Mai is a final year project by Habib University students Shafaq Fatima Mughal, Shayan Aamir, Ayesha Syed, and Umema Zehra. The project aims to provide a solution for menstrual health and hygiene related issues by creating a transformer-based chatbot that can understand both Roman Urdu and English languages.
The chatbot is trained on various datasets from different sources such as Hello Clue, Flo, Always, Kaggle, Reddit, and locally collected data from stakeholders and doctors that were concatenated into Datasets/Self-Curated/English/self-curated.csv
. The primary transformer model used for this project is DialoGPT small from Hugging Face.

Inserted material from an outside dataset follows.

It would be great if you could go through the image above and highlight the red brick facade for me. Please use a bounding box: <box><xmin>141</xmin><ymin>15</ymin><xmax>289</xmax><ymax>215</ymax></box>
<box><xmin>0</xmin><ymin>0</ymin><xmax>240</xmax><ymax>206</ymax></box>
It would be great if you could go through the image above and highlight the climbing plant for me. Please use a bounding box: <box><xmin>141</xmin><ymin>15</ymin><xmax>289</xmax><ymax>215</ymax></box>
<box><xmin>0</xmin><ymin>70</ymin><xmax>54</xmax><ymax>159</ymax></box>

- English Dataset Link: https://www.kaggle.com/datasets/shafaqfatimamughal/english-menstrual-health-and-hygiene-chatbot
The English dataset was then trasliterated to Roman Urdu Datasets/Self-Curated/Urdu/self-curated.csv
using Google Translate and iJunoon. But the DialoGPT small was pre-trained on some general conversation datasets in Roman Urdu from Kaggle Datasets/General-Conversation/general-conversation-roman-urdu.csv
.
- Roman Urdu Dataset Link: https://www.kaggle.com/datasets/shafaqfatimamughal/roman-urdu-menstrual-health-and-hygiene-chatbot
The chatbot is trained and downloaded as a pickle file, and an API is created to get a reply from the fine-tuned model. The API is deployed on GCP (Google Cloud Platform), and the deployed model is consumed via a Flutter app.
The Flutter app stores user data in a Firebase database, providing an easy-to-use and secure solution for users to interact with the chatbot.